Roughly a year ago, I began my gap year after spending four years at community college. I had switched my major a total of six times because nothing I was offered felt true to me. Sure, some may argue that school doesn’t have to feel true to you and that you simply need to complete college just to receive your piece of paper, which unlocks a plethora of job opportunities for you. I eventually found something that somewhat spoke to me, so I worked hard to complete that route, still not knowing what I wanted to do as a career path. Fast forward about four years, I finally received my associate of arts degree and worked hard to then get accepted to a university, which I did, and I chose UC San Diego. Beginning my first quarter here felt as if I was wearing a mask. Everyone around me was competing hard to be the best in the class or to be first in the door. No one was looking up, their heads seemingly stuck to the screens in their hands… it didn’t feel like me.
Walking into yet another writing class I had to take, I felt lost. I was under the impression that this writing course was going to consist of irrelevant readings, then regurgitating the ideas of these writers– I was incredibly wrong.
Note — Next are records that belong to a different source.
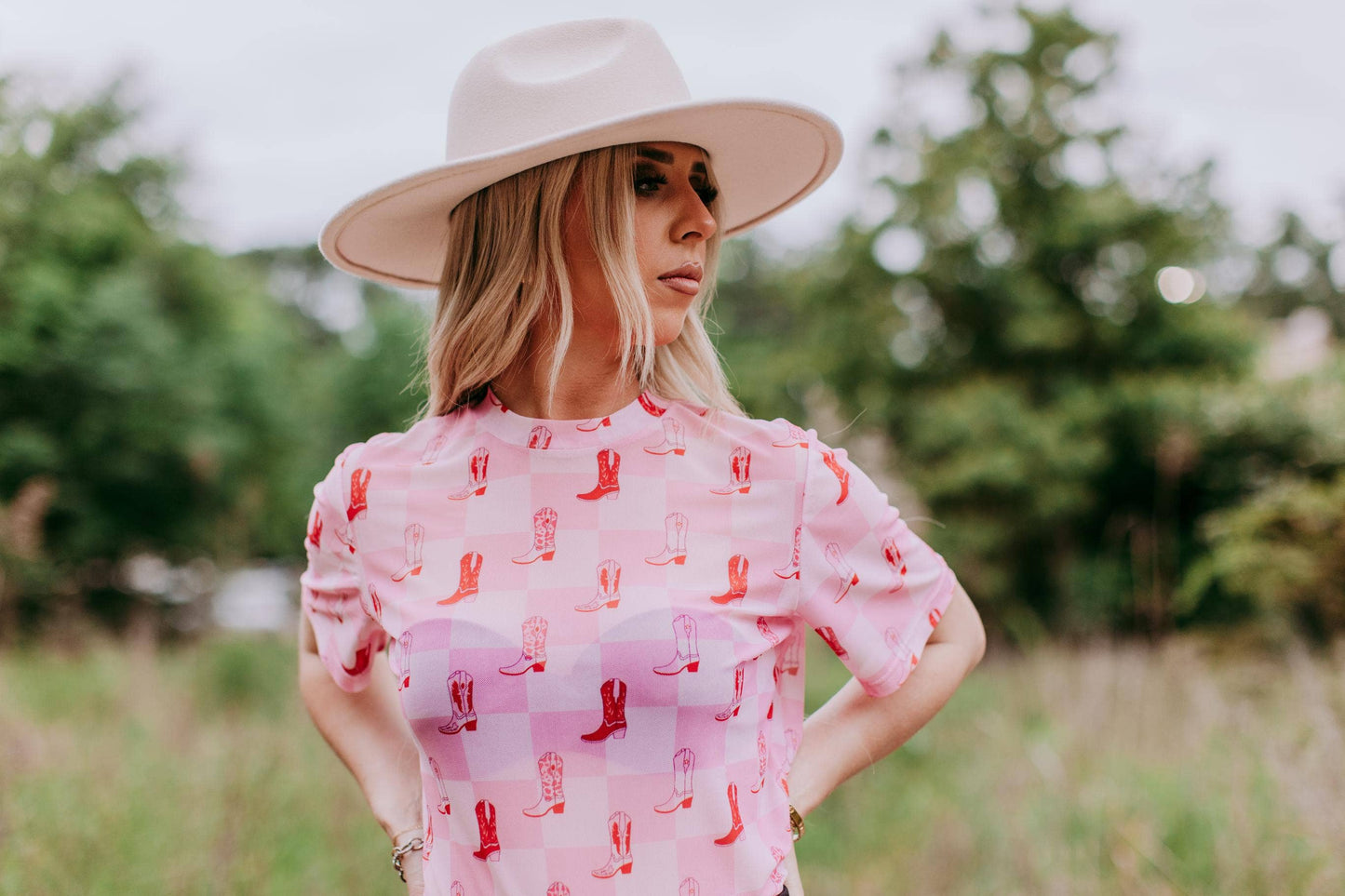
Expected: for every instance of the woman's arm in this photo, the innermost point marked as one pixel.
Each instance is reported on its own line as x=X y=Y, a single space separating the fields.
x=368 y=732
x=852 y=730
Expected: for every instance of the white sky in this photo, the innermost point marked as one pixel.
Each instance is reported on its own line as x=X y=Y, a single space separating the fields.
x=289 y=109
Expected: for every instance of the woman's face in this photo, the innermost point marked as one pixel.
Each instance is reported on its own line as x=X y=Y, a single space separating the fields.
x=671 y=225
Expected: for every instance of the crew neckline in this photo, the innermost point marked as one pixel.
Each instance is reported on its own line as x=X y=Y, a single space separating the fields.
x=641 y=415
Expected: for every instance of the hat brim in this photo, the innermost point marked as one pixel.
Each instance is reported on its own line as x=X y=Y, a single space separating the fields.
x=767 y=155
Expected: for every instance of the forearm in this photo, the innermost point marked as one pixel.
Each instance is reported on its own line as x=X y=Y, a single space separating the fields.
x=852 y=730
x=368 y=732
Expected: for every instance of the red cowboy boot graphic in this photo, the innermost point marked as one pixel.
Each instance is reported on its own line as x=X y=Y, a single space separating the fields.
x=619 y=829
x=414 y=539
x=534 y=649
x=608 y=466
x=761 y=762
x=898 y=567
x=674 y=443
x=848 y=575
x=736 y=832
x=683 y=767
x=842 y=474
x=443 y=789
x=608 y=587
x=737 y=580
x=674 y=548
x=613 y=712
x=544 y=537
x=549 y=769
x=791 y=569
x=732 y=709
x=468 y=579
x=740 y=466
x=490 y=832
x=688 y=658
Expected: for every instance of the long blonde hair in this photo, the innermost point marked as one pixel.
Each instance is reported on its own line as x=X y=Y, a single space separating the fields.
x=504 y=274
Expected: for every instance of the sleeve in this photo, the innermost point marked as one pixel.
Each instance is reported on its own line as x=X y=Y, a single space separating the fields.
x=868 y=584
x=331 y=588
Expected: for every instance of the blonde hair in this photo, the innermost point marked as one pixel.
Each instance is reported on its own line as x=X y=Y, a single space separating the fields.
x=504 y=276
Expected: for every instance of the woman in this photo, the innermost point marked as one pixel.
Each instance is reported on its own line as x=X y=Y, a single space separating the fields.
x=593 y=575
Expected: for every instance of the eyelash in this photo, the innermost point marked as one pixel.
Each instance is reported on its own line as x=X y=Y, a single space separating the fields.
x=706 y=194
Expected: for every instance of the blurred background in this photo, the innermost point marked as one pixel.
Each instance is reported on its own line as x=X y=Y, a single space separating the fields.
x=1075 y=299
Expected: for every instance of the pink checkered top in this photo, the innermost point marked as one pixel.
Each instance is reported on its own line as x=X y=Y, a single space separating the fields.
x=596 y=630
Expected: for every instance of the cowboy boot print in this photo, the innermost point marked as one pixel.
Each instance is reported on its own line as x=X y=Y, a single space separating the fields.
x=732 y=709
x=674 y=443
x=468 y=579
x=841 y=473
x=688 y=658
x=549 y=769
x=674 y=546
x=848 y=575
x=736 y=830
x=544 y=537
x=619 y=860
x=490 y=849
x=898 y=567
x=791 y=569
x=534 y=649
x=737 y=582
x=683 y=769
x=608 y=467
x=608 y=588
x=414 y=539
x=613 y=712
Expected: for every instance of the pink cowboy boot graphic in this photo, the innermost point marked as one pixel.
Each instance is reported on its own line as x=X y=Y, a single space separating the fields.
x=490 y=849
x=534 y=649
x=791 y=569
x=544 y=537
x=460 y=694
x=477 y=471
x=842 y=474
x=848 y=575
x=444 y=809
x=732 y=709
x=688 y=658
x=550 y=769
x=797 y=439
x=674 y=443
x=414 y=537
x=740 y=464
x=674 y=548
x=761 y=762
x=608 y=466
x=736 y=830
x=613 y=712
x=737 y=580
x=620 y=860
x=468 y=579
x=608 y=588
x=540 y=437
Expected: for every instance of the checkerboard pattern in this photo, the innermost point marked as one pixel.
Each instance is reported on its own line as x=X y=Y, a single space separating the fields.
x=598 y=630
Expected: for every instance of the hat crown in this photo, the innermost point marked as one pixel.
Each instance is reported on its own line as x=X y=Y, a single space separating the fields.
x=562 y=77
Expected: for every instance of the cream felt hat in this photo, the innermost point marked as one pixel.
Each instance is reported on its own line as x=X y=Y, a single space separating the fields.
x=567 y=87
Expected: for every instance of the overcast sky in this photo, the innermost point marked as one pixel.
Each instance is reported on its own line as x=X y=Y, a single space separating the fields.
x=289 y=109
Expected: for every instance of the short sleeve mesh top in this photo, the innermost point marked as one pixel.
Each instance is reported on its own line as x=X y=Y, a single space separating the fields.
x=596 y=630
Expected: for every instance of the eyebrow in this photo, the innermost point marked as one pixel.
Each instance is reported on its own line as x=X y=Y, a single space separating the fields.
x=666 y=157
Within the first day, I already felt the relevance of this course, it was apparent that we would discuss true topics that were not limited to a specific major. It was this course that helped guide me toward feeling my “purpose.” It wasn’t a clear and monumental feeling, it was more of an accumulation of thoughts, discussions, material we read, and being given a space to truthfully share how we felt about the material. I invite you to explore with me the journey that I went on in this writing class that truly awakened me to the world we’re living in and what my own purpose is in order to live in more truth.